I am choosing to be of good cheer and to let that  bless my home and family.

xoxo

Friday, March 11, 2011

The last few months I have found myself with a renewed desire to improve in all things Church-related. I had become way too complacent-even lazy about my testimony and the things I know I need to do to keep it and strengthen it. I started by vowing that we would have family prayers and scriptures every night. This is not something that  was consistently achieved in my home growing up, try as we might. Having a young family of my own, I can see why. I'm sure those reasons will become painfully more obvious as we reach the teenage years, but for now you are willing and eager participants. Especially Bella.
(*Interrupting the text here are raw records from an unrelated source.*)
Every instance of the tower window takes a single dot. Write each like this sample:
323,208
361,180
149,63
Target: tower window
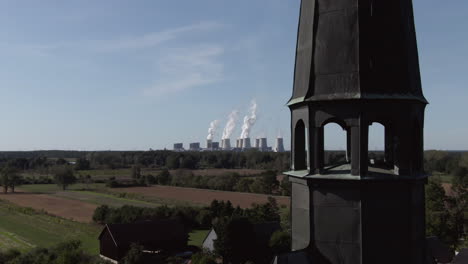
300,146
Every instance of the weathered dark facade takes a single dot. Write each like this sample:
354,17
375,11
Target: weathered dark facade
164,235
356,64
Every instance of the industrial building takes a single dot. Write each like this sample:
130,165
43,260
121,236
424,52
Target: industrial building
179,147
260,144
195,146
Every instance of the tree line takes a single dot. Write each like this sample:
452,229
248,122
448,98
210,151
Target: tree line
446,213
236,242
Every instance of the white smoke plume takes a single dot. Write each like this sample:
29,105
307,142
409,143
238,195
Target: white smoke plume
231,124
212,130
249,120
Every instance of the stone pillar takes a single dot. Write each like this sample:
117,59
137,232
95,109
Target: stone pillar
359,149
348,145
388,146
317,144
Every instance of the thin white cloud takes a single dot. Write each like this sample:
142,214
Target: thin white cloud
184,69
150,40
121,44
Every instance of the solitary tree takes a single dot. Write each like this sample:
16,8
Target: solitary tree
5,180
9,178
234,242
64,177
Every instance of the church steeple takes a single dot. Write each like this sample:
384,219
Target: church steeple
362,54
357,64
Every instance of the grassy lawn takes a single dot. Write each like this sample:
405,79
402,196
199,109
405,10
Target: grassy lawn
103,199
52,188
197,236
24,228
444,178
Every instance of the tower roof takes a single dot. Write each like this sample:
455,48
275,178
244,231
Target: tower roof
350,51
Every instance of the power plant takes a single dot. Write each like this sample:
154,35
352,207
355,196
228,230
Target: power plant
244,142
194,146
279,146
261,144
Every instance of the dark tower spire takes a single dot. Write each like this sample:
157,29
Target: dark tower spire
356,64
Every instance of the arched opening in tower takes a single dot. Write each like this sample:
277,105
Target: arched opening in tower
335,144
300,146
376,146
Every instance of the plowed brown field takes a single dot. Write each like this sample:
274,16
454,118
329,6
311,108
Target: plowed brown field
66,208
201,196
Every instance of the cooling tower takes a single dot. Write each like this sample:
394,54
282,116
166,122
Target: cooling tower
239,143
226,143
215,145
195,146
246,143
178,146
279,145
262,144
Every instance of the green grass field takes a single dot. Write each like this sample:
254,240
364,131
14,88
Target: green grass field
197,236
25,228
52,188
103,199
99,194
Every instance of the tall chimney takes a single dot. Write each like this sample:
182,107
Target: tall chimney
246,143
209,143
262,144
257,143
226,143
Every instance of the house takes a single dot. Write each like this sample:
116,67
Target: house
262,234
162,236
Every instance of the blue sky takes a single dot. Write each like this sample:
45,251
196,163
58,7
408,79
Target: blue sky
114,74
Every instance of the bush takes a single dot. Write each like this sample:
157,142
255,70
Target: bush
280,242
203,258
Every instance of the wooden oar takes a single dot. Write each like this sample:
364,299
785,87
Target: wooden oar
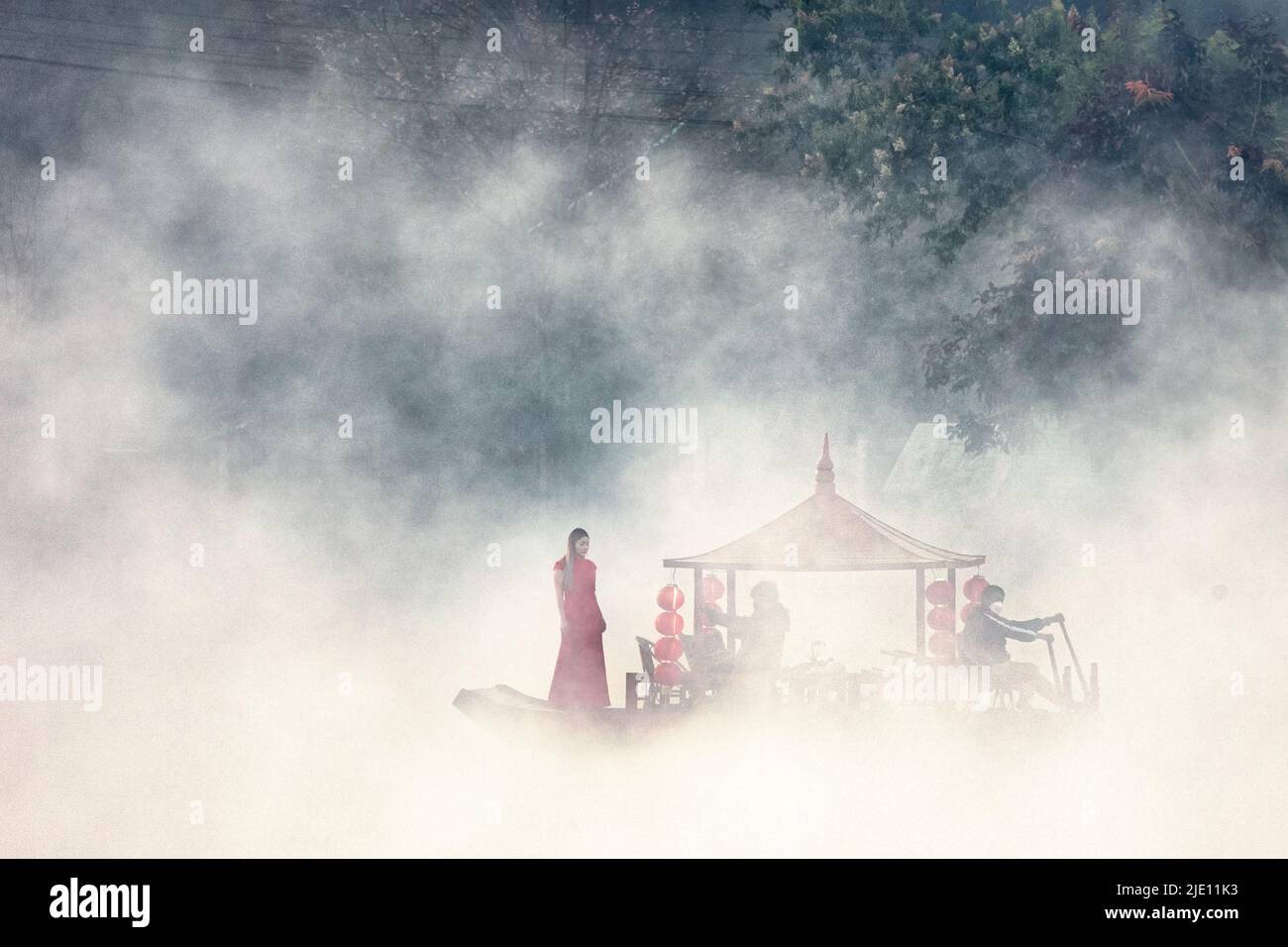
1055,672
1077,667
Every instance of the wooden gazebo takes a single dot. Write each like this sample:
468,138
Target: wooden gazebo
827,534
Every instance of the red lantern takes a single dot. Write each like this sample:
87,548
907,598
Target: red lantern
668,674
943,644
939,592
669,624
941,618
670,599
668,650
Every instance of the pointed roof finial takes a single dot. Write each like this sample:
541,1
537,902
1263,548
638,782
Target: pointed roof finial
824,480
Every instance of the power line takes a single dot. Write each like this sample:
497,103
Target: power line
411,54
262,86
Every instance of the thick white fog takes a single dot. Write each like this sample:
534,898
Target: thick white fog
291,693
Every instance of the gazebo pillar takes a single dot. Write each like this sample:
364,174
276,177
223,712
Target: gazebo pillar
697,599
732,591
921,612
952,604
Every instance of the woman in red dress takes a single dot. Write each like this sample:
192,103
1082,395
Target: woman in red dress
580,677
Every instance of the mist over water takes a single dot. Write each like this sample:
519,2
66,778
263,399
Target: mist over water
299,684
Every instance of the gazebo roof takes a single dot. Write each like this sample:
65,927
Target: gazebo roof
829,535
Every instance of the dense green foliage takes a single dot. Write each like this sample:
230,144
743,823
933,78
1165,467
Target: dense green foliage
1017,102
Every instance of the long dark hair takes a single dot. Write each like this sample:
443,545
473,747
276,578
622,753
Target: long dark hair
571,556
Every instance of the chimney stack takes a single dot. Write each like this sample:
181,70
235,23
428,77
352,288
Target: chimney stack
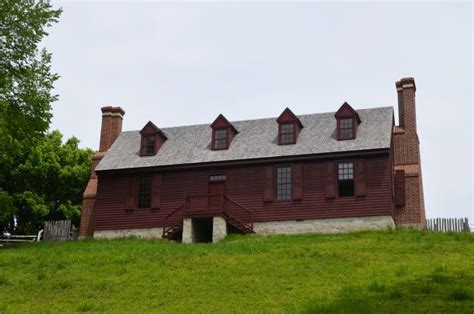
111,126
406,89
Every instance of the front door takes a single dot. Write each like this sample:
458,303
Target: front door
216,196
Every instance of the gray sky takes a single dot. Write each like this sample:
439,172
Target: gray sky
179,64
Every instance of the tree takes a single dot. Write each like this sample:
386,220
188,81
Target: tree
52,179
40,178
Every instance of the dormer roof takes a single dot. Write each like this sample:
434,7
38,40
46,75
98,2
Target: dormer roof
288,116
222,122
346,111
151,129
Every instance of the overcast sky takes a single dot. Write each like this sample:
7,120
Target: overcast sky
179,64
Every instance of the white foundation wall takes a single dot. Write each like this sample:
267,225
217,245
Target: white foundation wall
145,233
331,225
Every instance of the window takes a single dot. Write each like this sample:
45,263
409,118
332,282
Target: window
346,179
220,139
144,192
283,183
287,133
345,129
217,178
149,145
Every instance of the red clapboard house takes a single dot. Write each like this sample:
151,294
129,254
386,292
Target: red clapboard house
329,172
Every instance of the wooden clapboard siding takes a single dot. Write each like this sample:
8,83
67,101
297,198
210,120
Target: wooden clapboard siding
246,185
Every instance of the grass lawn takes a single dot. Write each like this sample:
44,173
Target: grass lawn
388,272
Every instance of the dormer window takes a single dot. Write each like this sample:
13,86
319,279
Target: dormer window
152,138
287,133
149,145
346,128
220,139
223,133
289,127
347,122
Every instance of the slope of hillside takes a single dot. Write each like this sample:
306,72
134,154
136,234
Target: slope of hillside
395,272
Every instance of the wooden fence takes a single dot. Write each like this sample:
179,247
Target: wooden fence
59,230
448,224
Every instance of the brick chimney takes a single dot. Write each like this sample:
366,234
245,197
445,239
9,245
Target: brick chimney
111,128
406,89
406,151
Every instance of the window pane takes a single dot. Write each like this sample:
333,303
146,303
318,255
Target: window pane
283,183
346,178
144,192
345,128
217,178
149,145
287,131
220,139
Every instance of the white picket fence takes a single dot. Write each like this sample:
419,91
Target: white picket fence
448,224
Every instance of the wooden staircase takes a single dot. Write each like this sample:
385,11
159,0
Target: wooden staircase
236,215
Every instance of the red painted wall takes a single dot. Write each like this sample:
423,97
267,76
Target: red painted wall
245,184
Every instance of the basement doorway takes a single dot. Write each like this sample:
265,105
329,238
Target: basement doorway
202,230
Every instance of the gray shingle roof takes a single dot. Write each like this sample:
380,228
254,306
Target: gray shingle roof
256,139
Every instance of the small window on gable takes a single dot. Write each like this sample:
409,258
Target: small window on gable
144,192
289,127
220,139
287,133
347,122
217,178
149,145
152,138
223,133
346,128
346,179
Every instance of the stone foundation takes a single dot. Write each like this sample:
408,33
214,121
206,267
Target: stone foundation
219,229
145,233
190,230
331,225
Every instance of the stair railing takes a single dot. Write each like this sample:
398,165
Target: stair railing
248,214
172,220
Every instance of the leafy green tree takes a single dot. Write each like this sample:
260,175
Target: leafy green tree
40,177
52,178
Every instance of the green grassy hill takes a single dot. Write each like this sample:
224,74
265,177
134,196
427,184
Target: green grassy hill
388,272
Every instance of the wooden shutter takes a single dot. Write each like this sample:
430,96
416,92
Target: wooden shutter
156,191
297,181
400,197
268,185
131,199
331,179
360,178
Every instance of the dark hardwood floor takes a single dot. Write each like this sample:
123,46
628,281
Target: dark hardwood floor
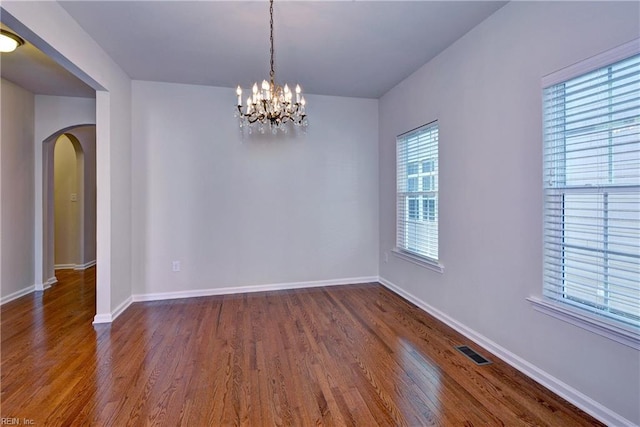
345,355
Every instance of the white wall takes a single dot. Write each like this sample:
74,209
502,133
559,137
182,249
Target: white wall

You never let us go a night without scriptures, and always beg for one more. (We read from the simplified, illustrated ones for kids put out by the church.) Nevertheless, I knew it was an essential practice in our home and I finally, 5+ years after Bella was born, decided it had to happen now. So for several months now, we have consistently had family prayer and scriptures before bed at night, whether Daddy is home or not.
My next goal is having regular Family Home Evening, another tradition that was not held regularly by my wonderful and well-intentioned parents. We haven't had so much success in that arena yet.
I also committed to my own personal prayer and scripture study in the mornings, which with small children can be difficult to say the least. Bella is in school now, so after I see you off it's just me and Fiona for the day. Mercifully, Fiona stays in her crib for a couple hours after Bella leaves so I use that time in quiet reflection, study and prayer. (Not for 2 hours though! I also get caught up on the internet, occasionally do some housework, and sometimes take a nap. At 8:30 in the morning.)
Daddy and I are also committed to paying a full tithing.
It should be obvious, but I am a slow learner: The blessings that have come from these practices are innumerable! Having struggled with depression for years, I find myself more steady. Of course I have bad days, and sometimes they stretch out longer than that-but on the whole, I find myself more constant. My impressions and promptings from the Spirit have greatly increased as I am more worthy of and sensitive to them. I am more able to receive revelation for myself and my family. I feel uplifted. I have greater patience, peace, faith and acceptance. It is amazing to see my confidence, which is usually so lacking, grow and strengthen, even though nothing has outwardly changed.
When we dedicate ourselves to practicing the basic but essential things that will draw us closer to the Lord, we are blessed exponentially. We are greater in spirit, more able to feel His love, and bless the lives of others-most importantly our families.